A study of 2,000 newborns found those whose parents most frequently used items such as dishwashing detergent, laundry products and surface cleaner were 37 per cent more likely to be diagnosed with asthma by the age of three.
It is thought cleaning chemicals may damage the lining of the airways in babies if they are very frequently exposed to the products.
This could lead to an overactive inflammatory response in the respiratory tract.
More than five million people in Britain have asthma, including 1.1million children.
After years of warning about outdoor air pollution, caused by traffic and factory emissions, experts are increasingly concerned about the dangers of indoor pollution.
The problem of airborne chemicals - many from cleaning products - is exacerbated by modern energy-efficient, air-tight homes.
The latest research, led by Canadian scientists at Simon Fraser University in Vancouver, involved 2,022 families.
Each family, whose babies were younger than four months, were asked how often they used a list of 26 products, such as bleach, detergents and polish.
Washing up liquid was the most commonly used - with 90 per cent of families using it each day.
Dishwasher detergent, surface cleaner, laundry detergent and toilet cleaner were used at least once a week by most families.
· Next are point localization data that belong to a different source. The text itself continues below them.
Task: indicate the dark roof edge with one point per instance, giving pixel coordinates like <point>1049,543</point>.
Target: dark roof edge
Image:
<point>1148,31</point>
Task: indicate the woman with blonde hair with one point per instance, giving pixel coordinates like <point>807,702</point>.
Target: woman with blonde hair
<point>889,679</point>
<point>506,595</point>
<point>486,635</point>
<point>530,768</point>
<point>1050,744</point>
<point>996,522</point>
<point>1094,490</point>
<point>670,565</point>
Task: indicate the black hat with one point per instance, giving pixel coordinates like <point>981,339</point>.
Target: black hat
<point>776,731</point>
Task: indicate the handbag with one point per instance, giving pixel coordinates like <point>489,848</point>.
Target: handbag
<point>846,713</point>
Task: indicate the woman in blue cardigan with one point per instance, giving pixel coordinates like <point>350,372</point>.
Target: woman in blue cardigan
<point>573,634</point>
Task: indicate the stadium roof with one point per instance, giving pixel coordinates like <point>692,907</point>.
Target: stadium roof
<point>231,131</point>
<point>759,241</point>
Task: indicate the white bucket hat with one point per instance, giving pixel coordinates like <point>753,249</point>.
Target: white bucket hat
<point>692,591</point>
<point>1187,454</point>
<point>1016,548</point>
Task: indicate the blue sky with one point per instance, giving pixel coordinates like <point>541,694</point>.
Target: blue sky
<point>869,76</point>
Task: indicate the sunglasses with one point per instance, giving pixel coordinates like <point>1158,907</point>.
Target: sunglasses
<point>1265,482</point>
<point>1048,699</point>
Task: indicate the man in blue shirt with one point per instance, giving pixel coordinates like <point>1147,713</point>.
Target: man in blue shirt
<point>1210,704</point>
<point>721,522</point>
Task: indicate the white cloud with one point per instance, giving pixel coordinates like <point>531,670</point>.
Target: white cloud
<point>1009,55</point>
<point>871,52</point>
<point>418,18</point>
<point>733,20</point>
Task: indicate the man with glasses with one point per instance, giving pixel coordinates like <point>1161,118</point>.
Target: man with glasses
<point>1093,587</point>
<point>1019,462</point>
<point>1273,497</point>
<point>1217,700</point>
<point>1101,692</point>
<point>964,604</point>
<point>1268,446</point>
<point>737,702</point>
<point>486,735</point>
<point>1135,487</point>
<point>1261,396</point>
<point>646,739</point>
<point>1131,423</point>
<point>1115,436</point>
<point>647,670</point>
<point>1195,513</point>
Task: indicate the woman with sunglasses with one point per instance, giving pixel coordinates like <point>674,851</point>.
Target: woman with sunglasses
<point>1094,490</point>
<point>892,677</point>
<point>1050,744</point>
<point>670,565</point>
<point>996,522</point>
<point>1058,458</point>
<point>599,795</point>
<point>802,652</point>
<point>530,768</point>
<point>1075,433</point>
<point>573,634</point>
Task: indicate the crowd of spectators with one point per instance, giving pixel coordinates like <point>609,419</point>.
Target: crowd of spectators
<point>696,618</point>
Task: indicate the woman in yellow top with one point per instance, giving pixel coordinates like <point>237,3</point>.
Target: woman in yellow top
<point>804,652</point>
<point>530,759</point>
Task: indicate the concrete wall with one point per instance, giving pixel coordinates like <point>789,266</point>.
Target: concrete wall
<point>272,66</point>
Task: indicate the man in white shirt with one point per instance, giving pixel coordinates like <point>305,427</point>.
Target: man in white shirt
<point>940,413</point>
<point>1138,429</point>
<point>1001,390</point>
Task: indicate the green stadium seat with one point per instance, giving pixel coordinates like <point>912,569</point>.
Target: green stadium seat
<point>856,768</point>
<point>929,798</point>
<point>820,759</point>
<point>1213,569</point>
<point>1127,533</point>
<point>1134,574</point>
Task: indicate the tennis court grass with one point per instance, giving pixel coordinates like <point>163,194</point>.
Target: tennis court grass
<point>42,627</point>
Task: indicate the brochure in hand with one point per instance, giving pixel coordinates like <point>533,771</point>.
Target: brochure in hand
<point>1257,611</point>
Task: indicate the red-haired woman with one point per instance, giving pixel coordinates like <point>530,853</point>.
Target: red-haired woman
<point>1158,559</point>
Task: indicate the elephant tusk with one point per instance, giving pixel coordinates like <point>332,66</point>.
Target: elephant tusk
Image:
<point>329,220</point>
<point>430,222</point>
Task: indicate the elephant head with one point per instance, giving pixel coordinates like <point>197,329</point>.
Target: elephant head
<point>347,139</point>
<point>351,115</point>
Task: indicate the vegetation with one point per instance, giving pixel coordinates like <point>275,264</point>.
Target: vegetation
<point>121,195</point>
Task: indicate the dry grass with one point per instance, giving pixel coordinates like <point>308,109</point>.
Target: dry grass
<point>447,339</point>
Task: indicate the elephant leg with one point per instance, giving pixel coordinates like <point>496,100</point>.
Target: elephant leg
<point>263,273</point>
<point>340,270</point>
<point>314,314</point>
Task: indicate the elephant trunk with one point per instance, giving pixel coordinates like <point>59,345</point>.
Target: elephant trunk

The researchers, whose findings are published in the Canadian Medical Association Journal, then tracked the babies for three years, carrying out annual tests.
The team found that the quarter of children whose families had the highest frequent cleaning product use were the most likely to develop asthma.
By three, these children were 37 per cent more likely to have a diagnosis of asthma and 35 per cent more likely to have a recurrent wheeze when compared with the quarter of families with the lowest cleaning product use.
The team said scented and sprayed cleaning products were associated with the highest risk.
Study leader Professor Tim Takaro said: ‘Our study looked at infants, who typically spend 80 to 90 per cent of their time indoors and are especially vulnerable to chemical exposures through the lungs and skin due to their higher respiration rates and regular contact with household surfaces.’
Researcher Jaclyn Parks said parents should read labels on products and choose those that do not contain volatile organic compounds.
Using products that are not sprayed can also help.
An article in the same journal said the study had exposed a ‘potentially important public health concern’.
And it warned: ‘Even products labelled “environmentally friendly” or “green” may contain harmful substances, as such claims are largely unregulated.’